I agree, too. I agree with Dr. Blackstock's concerns and of course with the Canadian Human Rights Tribunal decision around the need for funding. It can't be a principle; it can't be a “whereas” clause. There has to be a commitment with very specific guidelines about how that funding will be determined, that it will be population-based, needs based on circumstance and those kinds of things. It has to be flexible enough so that it can be negotiated but very directive so that people can't wiggle out of it, and it has to be a judiciable right. It has to be a substantive right in the legislation that we could take to court.
Part of the problem, once again, is that, if you leave it as principles or “whereas” clauses, you're asking the most impoverished people in this country, the most disadvantaged, the most vulnerable, to have enough money to go to court to sue Canada over and over again, and there are millions of dollars in these cases.
The Canadian Human Rights Tribunal is just one avenue, but when you're talking about court, you're literally talking about millions of dollars in experts.
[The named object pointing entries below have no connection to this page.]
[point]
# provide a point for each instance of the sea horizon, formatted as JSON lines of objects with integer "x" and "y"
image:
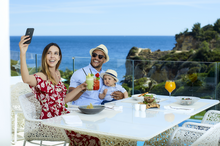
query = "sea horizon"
{"x": 79, "y": 46}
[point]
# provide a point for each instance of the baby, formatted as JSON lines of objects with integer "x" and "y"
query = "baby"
{"x": 110, "y": 79}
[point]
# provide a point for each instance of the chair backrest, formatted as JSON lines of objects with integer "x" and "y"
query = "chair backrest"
{"x": 210, "y": 137}
{"x": 30, "y": 106}
{"x": 211, "y": 117}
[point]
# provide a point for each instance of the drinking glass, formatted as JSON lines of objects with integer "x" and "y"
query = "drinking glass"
{"x": 89, "y": 82}
{"x": 170, "y": 86}
{"x": 96, "y": 84}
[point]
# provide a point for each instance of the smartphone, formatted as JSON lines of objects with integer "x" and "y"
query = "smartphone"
{"x": 29, "y": 32}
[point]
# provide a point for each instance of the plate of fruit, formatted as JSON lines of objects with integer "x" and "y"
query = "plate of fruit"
{"x": 142, "y": 96}
{"x": 186, "y": 100}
People who are working at friendship centres don't have enough money for that. First nations don't have enough money for that. Single moms and kids trying to address the system don't have enough money for that. To just say, “Well, you know, there's enough that maybe you can make some court arguments”, that's not it. I wholeheartedly agree with Cindy Blackstock when she says we have to be beyond first steps. We have to be beyond something's better than nothing. We have to be beyond incremental steps. You either have equality or you don't.
We're going to have to make a radical shift here. You're going to have to put the commitment in writing and make it a judiciable right for everybody, or what's the point of it? It's just another fluff policy piece so that we will have to sue again and spend many years in courts, and kids will lose their lives in foster care. We know it's not just damaging, but people lose their lives. It leads to murdered and missing indigenous women and girls, human trafficking, child porn, people getting caught up in gangs and over-incarceration. Two-thirds of all indigenous people in prison come from the foster care system. All of these problems that we're trying to deal with can be dealt with in a very radical way if we just do what we're supposed to do on this, and that's have a human rights framework and a first nations framework. It's as simple as that.